Eventually I was told that the road was built without a permit. The landowner would have to make an application or decommission the road. Then, several days later I heard back from the Ministry of Transportation and Infrastructure. There had been an old road on that spot, so the owner didn’t think he needed a permit. Well, he did. Sorta, kinda, because the access was revamped. You can tell that by the trees that are now leaning over toward the highway from the slope above. But the owner has agreed to decommission the access, and no fines will be forthcoming. Aren’t we a generous lot?
A year or more ago I had been tipped about the interest that Mike Jenks and Jemi Fibre Corp. were showing about this area. My extremely knowledgeable source was disdainful about his logging practices and fearful of what might happen if he purchased private land, which is his specialty, apparently. I am not opposed to logging, when it is done with care and consideration for neighbouring properties, and when the land is either replanted or left with enough seed trees to regenerate itself. My guess is that neither will happen in this case.
One Wynndel resident has told me that some of the neighbours are now planning to sell their homes rather than look at the clearcut land above. I have no idea how serious that might be, but I doubt they will have trouble selling. One person’s meat is another’s poison is the operational point at work here. Prospective buyers will see the view as it is, not as it once was. Not that I wouldn’t be ticked off if I had a deck looking out on logged site.

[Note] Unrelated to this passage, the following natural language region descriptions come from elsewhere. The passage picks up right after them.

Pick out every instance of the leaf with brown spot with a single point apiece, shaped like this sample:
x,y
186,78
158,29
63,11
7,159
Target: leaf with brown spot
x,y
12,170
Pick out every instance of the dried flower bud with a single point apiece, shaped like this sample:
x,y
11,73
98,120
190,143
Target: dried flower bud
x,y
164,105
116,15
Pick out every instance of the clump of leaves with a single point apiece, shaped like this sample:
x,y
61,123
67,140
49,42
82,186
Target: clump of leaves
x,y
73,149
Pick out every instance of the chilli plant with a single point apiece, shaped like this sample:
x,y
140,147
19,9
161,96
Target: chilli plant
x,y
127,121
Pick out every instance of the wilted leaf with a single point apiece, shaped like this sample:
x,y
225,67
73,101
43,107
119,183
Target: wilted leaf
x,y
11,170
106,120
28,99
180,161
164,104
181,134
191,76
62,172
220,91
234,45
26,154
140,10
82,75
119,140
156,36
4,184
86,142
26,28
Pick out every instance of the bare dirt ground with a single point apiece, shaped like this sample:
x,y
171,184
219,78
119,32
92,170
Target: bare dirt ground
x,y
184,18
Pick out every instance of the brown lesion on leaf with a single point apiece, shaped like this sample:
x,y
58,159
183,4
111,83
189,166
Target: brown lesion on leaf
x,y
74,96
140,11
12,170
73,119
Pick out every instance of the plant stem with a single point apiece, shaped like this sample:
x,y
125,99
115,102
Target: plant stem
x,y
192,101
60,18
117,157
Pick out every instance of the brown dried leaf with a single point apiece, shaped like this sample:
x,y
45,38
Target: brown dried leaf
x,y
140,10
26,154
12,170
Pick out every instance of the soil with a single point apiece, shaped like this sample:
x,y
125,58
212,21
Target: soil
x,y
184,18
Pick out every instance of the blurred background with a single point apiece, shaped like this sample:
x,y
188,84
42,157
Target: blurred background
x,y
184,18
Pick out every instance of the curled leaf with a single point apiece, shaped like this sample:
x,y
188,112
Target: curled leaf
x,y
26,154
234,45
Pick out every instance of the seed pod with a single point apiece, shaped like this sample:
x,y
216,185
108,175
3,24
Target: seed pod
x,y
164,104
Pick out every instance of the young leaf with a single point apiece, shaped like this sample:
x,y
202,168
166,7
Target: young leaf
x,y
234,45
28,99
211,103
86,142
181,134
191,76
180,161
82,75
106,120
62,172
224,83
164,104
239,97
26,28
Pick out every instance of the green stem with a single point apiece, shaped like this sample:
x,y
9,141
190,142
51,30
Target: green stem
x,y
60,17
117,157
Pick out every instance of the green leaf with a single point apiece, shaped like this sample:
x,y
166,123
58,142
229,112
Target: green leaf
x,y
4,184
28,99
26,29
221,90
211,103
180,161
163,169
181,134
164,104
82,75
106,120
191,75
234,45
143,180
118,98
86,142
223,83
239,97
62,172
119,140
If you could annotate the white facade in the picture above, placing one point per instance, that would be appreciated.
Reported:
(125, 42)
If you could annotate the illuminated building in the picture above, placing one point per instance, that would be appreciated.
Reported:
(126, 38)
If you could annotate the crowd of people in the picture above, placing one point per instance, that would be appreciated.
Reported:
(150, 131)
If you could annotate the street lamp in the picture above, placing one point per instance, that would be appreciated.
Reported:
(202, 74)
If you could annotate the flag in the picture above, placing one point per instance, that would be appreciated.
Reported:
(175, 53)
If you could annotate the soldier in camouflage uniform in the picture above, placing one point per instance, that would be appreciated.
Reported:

Back to the Sirdar Post Office. Isn’t just the way it is when bureaucrats from somewhere else (Cranbrook, in this case) make decisions. No consultation, no apparent effort to find alternatives, just shut ‘er down and if no one raises a stink, no harm, no foul. Fortunately, some are raising a stink, and maybe they will at least get some answers, if not actual satisfaction. How do you notify mailbox holders that a post office is being closed, and then close it down before they can even get their mail? Gotta admire people who get paid to behave like that, don’t you?
And, just to put an end to part of my high dudgeon, I just this moment (Tuesday morning at 10:50) heard from MP Wayne Stetski, who says that Canada Post is reopening the Sirdar Post office on Monday. The solution may or not be temporary, as the property is up for sale.